= Magister Wigbold =

German pirate (died 1401)

 Magister Wigbold (died 1401), (alternative spellings: Wygbold, Wycholt), also called “Master of the Seven Arts” was a German pirate who belonged to the famous Likedeeler pirates of Klaus Störtebeker who were active in the North and Baltic seas. Wigbold was one of the most noted Likedeeler, along with Gödeke Michels and Störtebeker. The nickname Wigbold comes from wig (strife) and bold (courageous, bold). Whether Wigbold was a nickname, or possibly his real name, is unknown.

==Life==
Nothing is known about Wigbold's early life. Contemporary chronicles call him a Master of the Seven Arts. According to the historian Ludwig Bühnau, he may have attended university at Oxford. His name or variants of it are however not listed in A.B. Emden's Biographical Register of the University of Oxford to A.D.1500. It is possible that he studied under a different name, or that records of his time at Oxford have been lost.

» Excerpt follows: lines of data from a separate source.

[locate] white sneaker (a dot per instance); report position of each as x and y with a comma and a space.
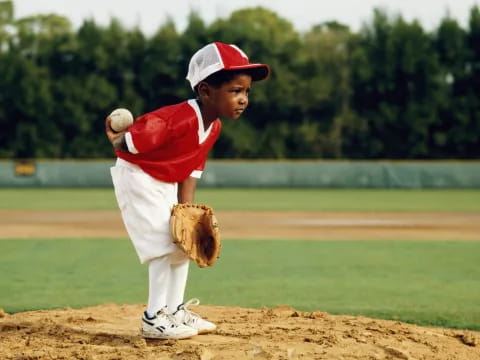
191, 319
164, 326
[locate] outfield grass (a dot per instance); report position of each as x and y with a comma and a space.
428, 283
258, 199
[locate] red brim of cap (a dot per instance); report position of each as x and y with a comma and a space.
256, 71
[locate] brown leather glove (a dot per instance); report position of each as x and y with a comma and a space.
194, 228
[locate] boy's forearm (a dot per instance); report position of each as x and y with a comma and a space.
186, 190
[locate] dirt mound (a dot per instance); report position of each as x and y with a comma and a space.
111, 331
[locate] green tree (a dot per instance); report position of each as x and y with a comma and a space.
394, 77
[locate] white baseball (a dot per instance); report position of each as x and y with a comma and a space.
121, 119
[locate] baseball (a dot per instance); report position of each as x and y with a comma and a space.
121, 119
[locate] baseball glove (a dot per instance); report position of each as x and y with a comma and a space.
194, 229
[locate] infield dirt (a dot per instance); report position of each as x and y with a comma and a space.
111, 331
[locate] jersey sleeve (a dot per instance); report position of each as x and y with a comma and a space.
148, 132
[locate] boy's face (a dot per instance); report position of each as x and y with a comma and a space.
231, 98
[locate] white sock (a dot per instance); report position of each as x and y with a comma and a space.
178, 282
158, 281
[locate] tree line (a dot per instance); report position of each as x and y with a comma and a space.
390, 90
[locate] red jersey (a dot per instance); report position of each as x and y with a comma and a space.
171, 143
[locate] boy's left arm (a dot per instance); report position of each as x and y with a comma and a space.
186, 190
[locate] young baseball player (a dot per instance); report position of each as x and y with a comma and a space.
159, 159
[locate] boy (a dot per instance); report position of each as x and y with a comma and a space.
160, 158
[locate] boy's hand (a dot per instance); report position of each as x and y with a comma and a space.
116, 138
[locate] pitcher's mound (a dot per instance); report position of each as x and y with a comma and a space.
111, 331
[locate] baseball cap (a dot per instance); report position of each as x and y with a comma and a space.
219, 56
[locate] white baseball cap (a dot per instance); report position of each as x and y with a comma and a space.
219, 56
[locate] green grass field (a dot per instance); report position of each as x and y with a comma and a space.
258, 199
422, 282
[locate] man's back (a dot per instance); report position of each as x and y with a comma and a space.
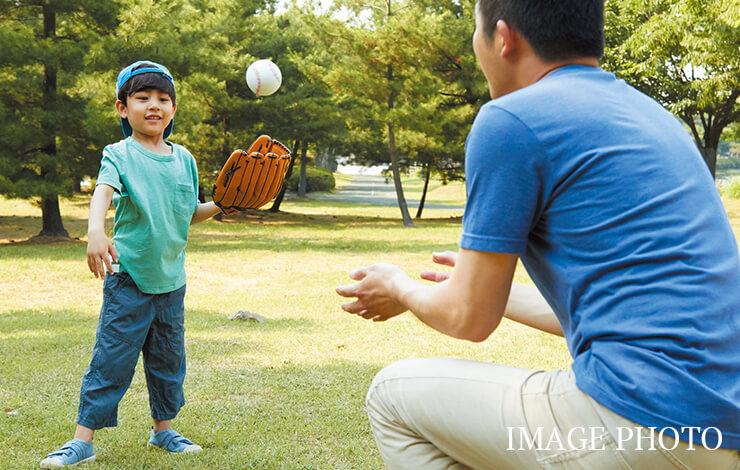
607, 201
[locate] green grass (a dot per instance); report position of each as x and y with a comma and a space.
285, 394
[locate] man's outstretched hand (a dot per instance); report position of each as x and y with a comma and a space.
378, 292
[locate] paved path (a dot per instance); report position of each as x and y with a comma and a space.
373, 190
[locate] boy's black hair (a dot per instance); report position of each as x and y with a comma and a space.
146, 81
556, 29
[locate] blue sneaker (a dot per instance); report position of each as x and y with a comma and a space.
73, 452
172, 441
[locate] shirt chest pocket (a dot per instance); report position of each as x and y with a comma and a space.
183, 199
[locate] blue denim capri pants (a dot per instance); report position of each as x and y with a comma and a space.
132, 321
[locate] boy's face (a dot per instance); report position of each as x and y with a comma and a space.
148, 112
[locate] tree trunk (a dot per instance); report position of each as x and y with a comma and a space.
710, 158
407, 222
279, 199
302, 179
424, 192
51, 217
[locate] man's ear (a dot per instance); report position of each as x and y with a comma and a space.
121, 108
509, 39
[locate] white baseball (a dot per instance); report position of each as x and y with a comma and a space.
264, 77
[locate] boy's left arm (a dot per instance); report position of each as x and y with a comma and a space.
204, 211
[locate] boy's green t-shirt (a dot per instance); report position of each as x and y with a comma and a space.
155, 198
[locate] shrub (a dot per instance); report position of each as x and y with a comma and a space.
730, 189
317, 179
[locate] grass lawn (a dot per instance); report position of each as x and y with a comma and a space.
284, 394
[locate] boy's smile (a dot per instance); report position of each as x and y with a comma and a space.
149, 112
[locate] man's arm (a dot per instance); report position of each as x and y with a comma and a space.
469, 305
204, 211
526, 304
98, 244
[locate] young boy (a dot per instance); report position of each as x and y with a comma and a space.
153, 185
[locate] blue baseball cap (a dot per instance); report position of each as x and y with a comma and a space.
128, 72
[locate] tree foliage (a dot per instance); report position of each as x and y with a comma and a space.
685, 55
387, 81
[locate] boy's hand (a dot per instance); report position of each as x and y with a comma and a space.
98, 249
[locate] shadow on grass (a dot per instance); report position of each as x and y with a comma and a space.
335, 245
258, 413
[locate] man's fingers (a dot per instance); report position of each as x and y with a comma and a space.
434, 276
358, 274
346, 291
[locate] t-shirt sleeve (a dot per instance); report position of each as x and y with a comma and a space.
505, 167
109, 172
194, 175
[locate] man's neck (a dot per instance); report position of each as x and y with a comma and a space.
532, 69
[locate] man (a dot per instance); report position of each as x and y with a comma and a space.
604, 197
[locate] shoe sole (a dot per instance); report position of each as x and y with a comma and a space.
194, 449
55, 464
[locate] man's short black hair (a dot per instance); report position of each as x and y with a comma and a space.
146, 81
556, 29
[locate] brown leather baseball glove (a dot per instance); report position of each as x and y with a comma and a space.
250, 179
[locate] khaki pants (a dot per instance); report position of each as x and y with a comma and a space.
453, 414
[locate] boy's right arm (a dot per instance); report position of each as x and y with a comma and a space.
98, 244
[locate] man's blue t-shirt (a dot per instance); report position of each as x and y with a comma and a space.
606, 199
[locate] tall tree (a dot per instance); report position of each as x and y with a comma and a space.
44, 145
685, 55
378, 71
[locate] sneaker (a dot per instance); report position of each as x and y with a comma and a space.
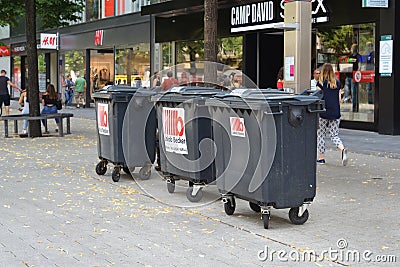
344, 157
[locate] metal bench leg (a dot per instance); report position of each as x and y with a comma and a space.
68, 126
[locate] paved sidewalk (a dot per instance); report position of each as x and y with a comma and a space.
56, 211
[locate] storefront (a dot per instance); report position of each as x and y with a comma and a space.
345, 33
110, 51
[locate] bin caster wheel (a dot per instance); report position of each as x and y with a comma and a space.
230, 206
265, 217
101, 168
195, 198
144, 174
116, 174
254, 207
295, 218
126, 170
171, 186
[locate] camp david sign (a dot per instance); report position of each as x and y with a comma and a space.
264, 14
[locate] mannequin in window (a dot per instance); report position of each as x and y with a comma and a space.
369, 47
104, 74
354, 58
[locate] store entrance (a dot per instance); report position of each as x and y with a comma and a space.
101, 68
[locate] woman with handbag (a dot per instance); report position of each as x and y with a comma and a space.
49, 102
330, 119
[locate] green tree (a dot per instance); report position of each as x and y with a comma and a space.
337, 39
52, 13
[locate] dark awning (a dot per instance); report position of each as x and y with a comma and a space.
179, 7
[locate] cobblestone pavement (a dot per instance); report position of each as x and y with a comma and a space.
56, 211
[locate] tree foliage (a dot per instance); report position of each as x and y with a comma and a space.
51, 13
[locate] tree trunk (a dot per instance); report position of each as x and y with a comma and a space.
210, 40
33, 81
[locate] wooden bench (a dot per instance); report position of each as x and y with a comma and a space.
19, 117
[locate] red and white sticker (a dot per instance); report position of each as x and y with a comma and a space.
102, 119
237, 127
174, 130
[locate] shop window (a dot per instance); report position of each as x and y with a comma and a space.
132, 66
350, 49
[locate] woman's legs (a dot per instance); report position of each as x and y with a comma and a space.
321, 133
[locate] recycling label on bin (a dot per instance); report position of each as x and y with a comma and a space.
174, 130
102, 119
237, 127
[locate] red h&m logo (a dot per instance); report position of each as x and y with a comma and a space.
98, 38
173, 121
237, 127
4, 51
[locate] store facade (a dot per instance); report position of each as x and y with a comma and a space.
340, 29
108, 50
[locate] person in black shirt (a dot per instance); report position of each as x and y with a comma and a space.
4, 93
330, 119
49, 102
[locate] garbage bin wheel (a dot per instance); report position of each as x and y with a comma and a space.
254, 207
171, 186
265, 217
126, 170
195, 198
294, 216
101, 168
230, 206
144, 173
116, 174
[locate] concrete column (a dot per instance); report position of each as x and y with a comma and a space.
297, 42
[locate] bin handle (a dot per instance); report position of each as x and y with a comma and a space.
316, 110
279, 112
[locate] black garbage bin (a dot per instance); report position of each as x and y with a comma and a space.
185, 133
269, 150
139, 132
111, 103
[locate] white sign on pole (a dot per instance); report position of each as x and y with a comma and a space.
375, 3
48, 41
386, 56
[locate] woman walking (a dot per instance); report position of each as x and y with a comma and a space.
49, 102
330, 119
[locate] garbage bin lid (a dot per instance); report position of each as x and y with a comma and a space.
193, 90
270, 95
117, 89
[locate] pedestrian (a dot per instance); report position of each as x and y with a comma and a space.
280, 79
156, 80
69, 90
169, 82
4, 92
80, 87
315, 79
49, 103
23, 101
330, 119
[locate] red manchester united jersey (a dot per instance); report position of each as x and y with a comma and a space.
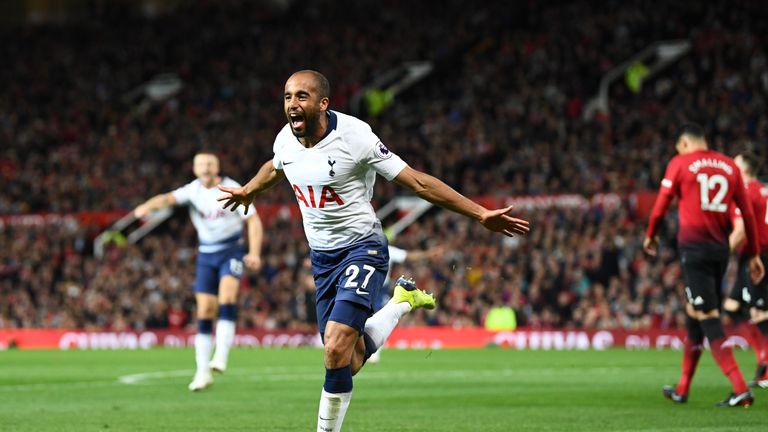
757, 194
706, 183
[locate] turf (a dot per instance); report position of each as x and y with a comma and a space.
441, 390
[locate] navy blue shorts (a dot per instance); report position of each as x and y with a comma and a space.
348, 281
211, 267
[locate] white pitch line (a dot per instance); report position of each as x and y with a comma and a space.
281, 374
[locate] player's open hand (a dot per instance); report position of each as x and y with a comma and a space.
756, 269
235, 197
499, 221
650, 245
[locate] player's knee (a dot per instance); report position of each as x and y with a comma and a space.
207, 309
336, 354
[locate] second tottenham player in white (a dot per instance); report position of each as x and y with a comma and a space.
219, 263
331, 161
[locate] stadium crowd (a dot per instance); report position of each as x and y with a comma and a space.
501, 115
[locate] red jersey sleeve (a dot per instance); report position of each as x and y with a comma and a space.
750, 224
670, 186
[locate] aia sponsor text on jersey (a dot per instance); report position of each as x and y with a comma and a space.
326, 196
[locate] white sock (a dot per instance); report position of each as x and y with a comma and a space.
203, 349
225, 336
333, 408
381, 324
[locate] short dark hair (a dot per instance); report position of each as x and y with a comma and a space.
323, 86
752, 161
693, 130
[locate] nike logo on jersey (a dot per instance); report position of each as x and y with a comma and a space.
734, 400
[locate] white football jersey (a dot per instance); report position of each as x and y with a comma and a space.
217, 228
333, 181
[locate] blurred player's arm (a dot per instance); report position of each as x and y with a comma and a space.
667, 191
255, 237
756, 269
435, 191
267, 177
738, 235
157, 202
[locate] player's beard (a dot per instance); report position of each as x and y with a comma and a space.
311, 124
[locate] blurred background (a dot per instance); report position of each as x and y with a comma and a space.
569, 108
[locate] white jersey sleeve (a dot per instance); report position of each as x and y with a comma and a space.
217, 229
369, 150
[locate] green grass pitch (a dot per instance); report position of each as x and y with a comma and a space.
442, 390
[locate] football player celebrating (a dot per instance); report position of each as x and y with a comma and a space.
331, 161
219, 263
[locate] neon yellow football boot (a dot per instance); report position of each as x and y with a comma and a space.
406, 291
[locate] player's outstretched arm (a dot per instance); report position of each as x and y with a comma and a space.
435, 191
255, 237
157, 202
267, 177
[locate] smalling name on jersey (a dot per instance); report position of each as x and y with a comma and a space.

Wigbold is first mentioned as one of those pirates who left the Baltic Sea in 1395 for the North Sea. Matthias Puhle calls him a Likedeeler captain of the second generation, no longer members of the Mecklenburg aristocracy. They operated from East Frisia, where the local chieftains supported them. In 1400, the Hanseatic League sent a sizable military force to smash the group. Michels and Wigbold escaped at first, and probably spent a winter in Norway, before returning to East Frisia, where they were finally captured. One year after the death of Störtebeker, they too were executed on the Grasbrook in Hamburg together with eighty other pirates.

==Literature==

===Non-fiction===
- Matthias Blazek: Seeräuberei, Mord und Sühne – Eine 700-jährige Geschichte der Todesstrafe in Hamburg 1292–1949. ibidem, Stuttgart 2012, ISBN 978-3-8382-0457-4.
- Ortwin Pelc: Seeräuber auf Nord- und Ostsee: Wirklichkeit und Mythos. Boyens, Heide, 2005, ISBN 3804211704.
- Matthias Puhle: Die Vitalienbrüder: Klaus Störtebeker und die Seeräuber der Hansezeit. Campus Verlag, Frankfurt, 2012, ISBN 9783593398013.

===Fiction===
- Thomas Einfeldt: Störtebekers Kinder. Ravensburger Buchverlag, Ravensburg 2002, ISBN 3-473-58200-X.
- Gustav Schalk: Klaus Störtebeker. Ueberreuter, Wien 2002, ISBN 3-8000-2876-X.